Como “Matar” um Deficiente de forma eficiente sem usar arma de fogo ou branca.

Atualizado: 13 de abr. de 2020


Uma gota vermelha em um fundo branco.

Lamentavelmente a violência é uma constante em nossa sociedade contemporânea, mas hoje relato um tipo de crime silencioso e invisível aos olhos desatentos. Vida e Morte são conceitos que transcendem à concepção literal e é por isso, que para não cair no erro de uma escrita amargurada, pesada, me dou ao luxo de filosofar, para descrever práticas, que de forma eficiente, violentam e até levam a morte dos Sonhos (das ideias, dos ideais, das esperanças) de pessoas socialmente/psicologicamente mais frágeis.
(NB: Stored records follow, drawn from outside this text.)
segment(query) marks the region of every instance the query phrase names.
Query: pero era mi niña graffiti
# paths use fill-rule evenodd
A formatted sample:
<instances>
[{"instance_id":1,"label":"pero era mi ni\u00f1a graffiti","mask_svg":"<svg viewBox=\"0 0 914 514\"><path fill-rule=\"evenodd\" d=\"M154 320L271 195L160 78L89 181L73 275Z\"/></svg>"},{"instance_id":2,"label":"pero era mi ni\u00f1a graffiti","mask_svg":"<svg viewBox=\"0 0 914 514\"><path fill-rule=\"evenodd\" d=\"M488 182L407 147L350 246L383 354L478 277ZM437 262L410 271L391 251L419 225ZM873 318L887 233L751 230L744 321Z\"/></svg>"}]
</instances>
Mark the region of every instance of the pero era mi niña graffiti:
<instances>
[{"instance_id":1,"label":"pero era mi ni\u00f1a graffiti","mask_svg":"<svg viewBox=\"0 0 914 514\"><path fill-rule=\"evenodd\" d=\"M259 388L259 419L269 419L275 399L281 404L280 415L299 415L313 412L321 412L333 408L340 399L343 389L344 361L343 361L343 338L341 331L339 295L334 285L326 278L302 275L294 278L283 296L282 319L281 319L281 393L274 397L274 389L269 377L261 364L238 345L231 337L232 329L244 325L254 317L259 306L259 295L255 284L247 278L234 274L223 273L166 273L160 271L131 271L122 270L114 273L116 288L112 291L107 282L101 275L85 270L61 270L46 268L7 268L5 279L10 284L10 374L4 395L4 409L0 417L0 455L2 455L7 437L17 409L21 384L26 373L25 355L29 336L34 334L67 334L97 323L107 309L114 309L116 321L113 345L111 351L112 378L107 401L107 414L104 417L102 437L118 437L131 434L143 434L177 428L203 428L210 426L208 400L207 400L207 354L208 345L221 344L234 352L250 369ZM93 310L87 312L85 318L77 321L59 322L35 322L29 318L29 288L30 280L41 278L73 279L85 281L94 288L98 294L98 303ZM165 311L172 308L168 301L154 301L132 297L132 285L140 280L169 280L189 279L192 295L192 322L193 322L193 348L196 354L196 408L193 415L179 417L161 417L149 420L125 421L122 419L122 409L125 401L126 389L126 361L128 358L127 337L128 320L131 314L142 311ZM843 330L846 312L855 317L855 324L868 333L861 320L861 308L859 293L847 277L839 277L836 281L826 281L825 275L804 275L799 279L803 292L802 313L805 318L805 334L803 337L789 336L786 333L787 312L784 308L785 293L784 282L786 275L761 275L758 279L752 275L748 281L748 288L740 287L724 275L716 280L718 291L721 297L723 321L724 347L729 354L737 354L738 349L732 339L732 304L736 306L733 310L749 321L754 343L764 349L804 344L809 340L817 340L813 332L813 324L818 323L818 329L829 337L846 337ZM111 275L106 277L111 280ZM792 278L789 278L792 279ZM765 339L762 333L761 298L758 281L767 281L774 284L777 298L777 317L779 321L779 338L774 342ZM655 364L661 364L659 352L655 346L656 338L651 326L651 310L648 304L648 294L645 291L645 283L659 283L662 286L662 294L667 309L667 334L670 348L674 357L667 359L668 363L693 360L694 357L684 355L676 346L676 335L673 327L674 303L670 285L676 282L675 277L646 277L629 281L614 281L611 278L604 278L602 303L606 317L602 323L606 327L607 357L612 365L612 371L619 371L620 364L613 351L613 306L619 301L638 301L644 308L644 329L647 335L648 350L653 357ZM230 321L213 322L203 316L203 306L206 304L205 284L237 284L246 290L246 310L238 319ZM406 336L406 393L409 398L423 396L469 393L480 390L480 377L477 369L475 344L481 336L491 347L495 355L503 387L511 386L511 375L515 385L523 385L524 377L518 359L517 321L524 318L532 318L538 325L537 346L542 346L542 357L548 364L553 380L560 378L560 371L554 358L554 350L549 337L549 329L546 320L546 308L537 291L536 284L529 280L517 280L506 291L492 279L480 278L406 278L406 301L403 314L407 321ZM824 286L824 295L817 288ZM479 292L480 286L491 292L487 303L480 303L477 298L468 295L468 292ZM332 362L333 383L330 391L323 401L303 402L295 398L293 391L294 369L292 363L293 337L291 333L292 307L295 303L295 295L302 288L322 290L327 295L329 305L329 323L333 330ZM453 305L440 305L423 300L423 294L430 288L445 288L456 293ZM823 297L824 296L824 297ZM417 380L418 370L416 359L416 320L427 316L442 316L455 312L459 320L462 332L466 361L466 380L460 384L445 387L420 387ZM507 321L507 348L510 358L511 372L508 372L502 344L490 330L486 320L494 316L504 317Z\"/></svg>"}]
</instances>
A violência de que falo, é a simbólica, embora em alguns casos a física também esteja presente nos exemplos que quero citar. “A violência simbólica expressa-se na imposição "legítima" e dissimulada, com a interiorização da cultura dominante, reproduzindo as relações do mundo do trabalho. O dominado não se opõe ao seu opressor, já que não se percebe como vítima deste processo: ao contrário, o oprimido considera a situação natural e inevitável.” (L'APICCIRELLA, 2003, s/p)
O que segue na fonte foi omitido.